Don't worry, investors. The Food and Drug Administration's early warning yesterday that there might be a link between liver damage and weight-loss drugs Xenical (from Roche) and alli (from GlaxoSmithKline (NYSE:GSK)) won't sink sales of the drugs.

Nope -- previously known side effects of the drugs have already done that. Weight loss is a potential gold mine, a multibillion-dollar opportunity, but neither Xenical nor its little brother alli has amounted to much so far, bringing in just $473 million and $139 million respectively last year. (Xenical and alli have the same active ingredient, but alli is a smaller dose and available over the counter.) Both drugs work by inhibiting the uptake of fat in the gut, meaning they have warnings about oily spotting and other issues that shouldn't be discussed in polite company.
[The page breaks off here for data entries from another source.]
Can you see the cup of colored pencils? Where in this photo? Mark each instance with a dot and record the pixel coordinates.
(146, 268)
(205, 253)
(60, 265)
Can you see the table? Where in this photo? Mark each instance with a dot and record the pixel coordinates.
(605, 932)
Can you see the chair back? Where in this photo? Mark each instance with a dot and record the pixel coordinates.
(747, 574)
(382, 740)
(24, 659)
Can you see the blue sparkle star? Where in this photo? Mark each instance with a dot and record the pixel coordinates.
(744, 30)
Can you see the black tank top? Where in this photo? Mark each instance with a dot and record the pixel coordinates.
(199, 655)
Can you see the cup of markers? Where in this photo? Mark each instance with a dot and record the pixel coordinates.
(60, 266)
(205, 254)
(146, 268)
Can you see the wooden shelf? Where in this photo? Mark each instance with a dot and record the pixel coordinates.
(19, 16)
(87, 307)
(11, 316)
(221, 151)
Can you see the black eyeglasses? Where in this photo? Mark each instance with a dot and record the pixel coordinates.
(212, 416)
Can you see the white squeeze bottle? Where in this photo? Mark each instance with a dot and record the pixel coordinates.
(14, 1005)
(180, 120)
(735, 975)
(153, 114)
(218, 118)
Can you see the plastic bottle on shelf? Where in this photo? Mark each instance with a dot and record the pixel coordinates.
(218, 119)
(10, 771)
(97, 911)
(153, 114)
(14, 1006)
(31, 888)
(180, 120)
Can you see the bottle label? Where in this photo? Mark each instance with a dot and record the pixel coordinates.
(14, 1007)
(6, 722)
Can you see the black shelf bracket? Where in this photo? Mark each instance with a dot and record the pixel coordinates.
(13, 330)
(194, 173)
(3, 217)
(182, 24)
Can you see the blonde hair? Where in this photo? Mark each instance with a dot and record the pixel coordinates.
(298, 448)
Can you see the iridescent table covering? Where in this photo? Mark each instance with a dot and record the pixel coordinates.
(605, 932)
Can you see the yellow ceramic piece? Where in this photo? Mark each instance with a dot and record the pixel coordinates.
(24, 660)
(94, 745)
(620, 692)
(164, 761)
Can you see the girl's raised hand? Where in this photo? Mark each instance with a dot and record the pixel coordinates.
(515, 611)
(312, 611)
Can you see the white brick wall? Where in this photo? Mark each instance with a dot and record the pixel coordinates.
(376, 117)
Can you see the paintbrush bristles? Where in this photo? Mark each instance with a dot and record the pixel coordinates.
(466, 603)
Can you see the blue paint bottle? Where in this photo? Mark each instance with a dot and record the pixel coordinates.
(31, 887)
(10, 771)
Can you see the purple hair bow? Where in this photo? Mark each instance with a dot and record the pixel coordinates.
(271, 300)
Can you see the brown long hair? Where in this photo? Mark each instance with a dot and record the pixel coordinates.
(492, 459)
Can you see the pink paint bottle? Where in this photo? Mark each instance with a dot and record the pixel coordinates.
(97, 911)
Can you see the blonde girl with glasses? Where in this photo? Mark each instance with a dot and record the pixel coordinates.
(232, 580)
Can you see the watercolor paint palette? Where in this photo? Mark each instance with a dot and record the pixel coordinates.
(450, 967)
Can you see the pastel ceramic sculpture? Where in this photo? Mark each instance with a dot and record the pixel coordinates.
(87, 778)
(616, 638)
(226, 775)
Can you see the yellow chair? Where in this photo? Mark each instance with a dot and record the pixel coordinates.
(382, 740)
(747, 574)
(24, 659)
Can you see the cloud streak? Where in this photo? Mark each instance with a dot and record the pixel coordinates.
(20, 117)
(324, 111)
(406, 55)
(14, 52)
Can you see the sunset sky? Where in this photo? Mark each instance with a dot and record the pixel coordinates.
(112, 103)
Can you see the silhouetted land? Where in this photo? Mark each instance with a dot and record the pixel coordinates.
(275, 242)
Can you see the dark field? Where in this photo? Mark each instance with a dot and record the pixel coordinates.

Even if these were blockbusters, I'm not sure the early warning from the FDA would sink the drugs. The communication didn't draw a direct connection, and only 32 cases of liver issues have been reported over nearly a decade since Xenical was put on the market. Still it's a reminder that side-effect issues have plagued weight-loss drugs. Pfizer (NYSE:PFE), Merck (NYSE:MRK), and sanofi-aventis (NYSE:SNY) all ended research on weight-loss drugs because of side effects. And let's not forget about Wyeth's (NYSE:WYE) fen-phen.

The fear of side effects has probably kept small drug-makers such as Arena Pharmaceuticals (NASDAQ:ARNA) from landing marketing partnerships with big pharma. Unlike in oncology, where the larger companies have been snapping up compounds and whole companies, big pharma seems to be willing to take a wait-and-see approach with obesity drugs. It'll cost more if the drugs turn out to work, but they don't have to take on the risk of failure, either.

Considering the history of diet drugs, I'd say that's an enormously smart move.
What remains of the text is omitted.